В «Обязанностях сердца» Бахьи ибн Пакуды центр тяжести переносится с доказательства истин веры на внутреннее состояние верующего. Его основополагающее различение обязанностей тела и обязанностей сердца могло бы привести к обесцениванию внешнего закона, однако автор избегает этого вывода. Телесное исполнение заповедей сохраняет обязательность, но его духовная ценность зависит от намерения, любви, доверия Богу и чистоты мотива. Поэтому утверждение, что «лучше одна заповедь, исполненная с чистым сердцем, чем множество, совершенных из корысти», выражает не отказ от галахи, а борьбу с религиозным формализмом. Логика произведения представляет собой постепенное восхождение души. От признания единства Бога человек переходит к созерцанию мудрости творения, осмыслению служения, упованию, очищению намерения, смирению, покаянию, постоянной проверке самого себя, умеренности и, наконец, к любви к Богу. В этом движении заметно влияние суфийской духовности, калама и неоплатонизма, но заимствованные формы получают отчетливо иудейское содержание. Особенно важно, что Бахья соединяет рациональную теологию с практикой духовного руководства. Его Бог не является только Первопричиной, существование и единство которой доказываются посредством логических доводов; это Бог, перед Которым человек исследует тайные намерения, учится освобождаться от зависимости от человеческой похвалы и воспринимает земные блага как предмет ответственного пользования. Для участников богословского клуба данный раздел способен стать одним из наиболее непосредственно плодотворных во всей антологии: он обнажает универсальную проблему разрыва между публичной религиозностью и внутренней обращенностью к Богу.

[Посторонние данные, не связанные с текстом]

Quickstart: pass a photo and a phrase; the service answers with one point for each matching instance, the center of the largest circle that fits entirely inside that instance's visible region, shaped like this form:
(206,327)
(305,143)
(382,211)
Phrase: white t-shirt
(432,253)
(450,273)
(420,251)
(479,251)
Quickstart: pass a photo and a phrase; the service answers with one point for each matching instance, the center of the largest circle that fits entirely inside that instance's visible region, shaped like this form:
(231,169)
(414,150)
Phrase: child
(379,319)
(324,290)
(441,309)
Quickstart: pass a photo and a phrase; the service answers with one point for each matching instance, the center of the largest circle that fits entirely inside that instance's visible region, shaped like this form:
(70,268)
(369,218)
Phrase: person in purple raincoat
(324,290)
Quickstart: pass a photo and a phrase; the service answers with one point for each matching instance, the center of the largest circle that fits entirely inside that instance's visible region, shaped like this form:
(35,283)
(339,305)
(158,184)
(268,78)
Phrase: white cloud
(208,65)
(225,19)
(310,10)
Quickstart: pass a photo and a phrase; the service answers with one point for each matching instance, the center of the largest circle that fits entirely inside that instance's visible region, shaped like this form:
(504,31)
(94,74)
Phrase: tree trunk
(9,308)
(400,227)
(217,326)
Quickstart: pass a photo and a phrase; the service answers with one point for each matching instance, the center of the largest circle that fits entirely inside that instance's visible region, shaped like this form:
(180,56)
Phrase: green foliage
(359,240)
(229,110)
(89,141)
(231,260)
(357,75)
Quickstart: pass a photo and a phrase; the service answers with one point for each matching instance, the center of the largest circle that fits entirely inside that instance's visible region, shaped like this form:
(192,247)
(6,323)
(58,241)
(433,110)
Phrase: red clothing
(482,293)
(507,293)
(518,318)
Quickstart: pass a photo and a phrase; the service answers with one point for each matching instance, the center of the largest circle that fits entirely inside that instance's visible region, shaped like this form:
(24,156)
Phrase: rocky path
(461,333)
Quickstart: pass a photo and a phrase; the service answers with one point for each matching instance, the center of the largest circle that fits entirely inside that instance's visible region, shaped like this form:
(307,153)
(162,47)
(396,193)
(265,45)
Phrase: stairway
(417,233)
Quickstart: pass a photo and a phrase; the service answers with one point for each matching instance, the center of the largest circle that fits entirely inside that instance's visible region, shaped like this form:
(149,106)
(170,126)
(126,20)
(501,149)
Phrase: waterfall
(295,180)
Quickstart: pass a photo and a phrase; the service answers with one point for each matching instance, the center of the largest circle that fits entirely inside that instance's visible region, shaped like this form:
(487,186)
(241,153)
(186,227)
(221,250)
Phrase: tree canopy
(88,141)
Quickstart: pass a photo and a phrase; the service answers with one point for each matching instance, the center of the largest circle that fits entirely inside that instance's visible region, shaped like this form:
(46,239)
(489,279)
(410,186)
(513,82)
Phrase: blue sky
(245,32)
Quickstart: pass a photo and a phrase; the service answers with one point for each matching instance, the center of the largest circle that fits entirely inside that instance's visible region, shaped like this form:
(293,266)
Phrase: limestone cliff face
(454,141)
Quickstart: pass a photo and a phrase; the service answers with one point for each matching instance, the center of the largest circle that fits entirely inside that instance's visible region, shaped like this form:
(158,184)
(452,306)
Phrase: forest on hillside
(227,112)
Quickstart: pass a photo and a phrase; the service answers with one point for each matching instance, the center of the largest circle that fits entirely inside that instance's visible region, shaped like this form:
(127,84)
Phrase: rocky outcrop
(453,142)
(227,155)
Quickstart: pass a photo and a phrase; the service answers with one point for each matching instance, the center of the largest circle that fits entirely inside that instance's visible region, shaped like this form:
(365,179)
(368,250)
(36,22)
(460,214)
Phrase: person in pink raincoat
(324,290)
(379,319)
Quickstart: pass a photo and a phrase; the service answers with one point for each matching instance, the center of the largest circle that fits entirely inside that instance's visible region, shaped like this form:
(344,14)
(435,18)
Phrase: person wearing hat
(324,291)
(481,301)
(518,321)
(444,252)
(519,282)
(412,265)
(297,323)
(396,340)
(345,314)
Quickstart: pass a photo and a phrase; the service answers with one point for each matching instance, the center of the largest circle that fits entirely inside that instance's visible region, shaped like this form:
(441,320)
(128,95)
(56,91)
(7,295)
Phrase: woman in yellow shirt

Шломо ибн Габироль представлен в двух резко различающихся, но внутренне связанных ипостасях. «Источник жизни», сохранившийся здесь в ивритском переложении Шем-Това Фалакеры, раскрывает его как систематического метафизика. Пять книг трактата движутся от анализа материи и формы в телесных вещах к духовным субстанциям, затем к возможности познания универсальных материи и формы. Центральное положение Ибн Габироля — универсальный гилеморфизм: не только телесные, но и все сотворенные духовные субстанции состоят из материи и формы. Благодаря этому создается единый иерархический космос, в котором каждый нижестоящий уровень принимает форму от высшего, тогда как над всей системой находится Божественная воля. Эта воля не просто механически запускает эманацию, но связывает абсолютное Единство с множеством сотворенного. Метафизическое знание при этом имеет сотериологическое значение: «знание и деяние искупают душу из темницы природы, очищают ее от мутности и темноты». Философия становится путем возвращения души к высшему миру. «Царская корона» переводит ту же космологию на язык молитвы и поэзии. Перед читателем проходят небесные сферы, звезды, ангельские чины, величие мироздания и ничтожество человеческого тела, но все это завершается не самодовольством познающего разума, а исповеданием, покаянием и прославлением непостижимого Бога. Соседство двух произведений — одно из самых удачных редакторских решений антологии: оно не позволяет свести средневековую философию к сухой схоластике и показывает, как метафизическая система может стать содержанием литургического сознания. Вместе с тем читателю необходимо помнить, что «Источник жизни» дан не в первоначальной диалогической форме иудео-арабского текста, а в позднейшем сокращенном изложении, поэтому непосредственный авторский голос здесь неизбежно опосредован.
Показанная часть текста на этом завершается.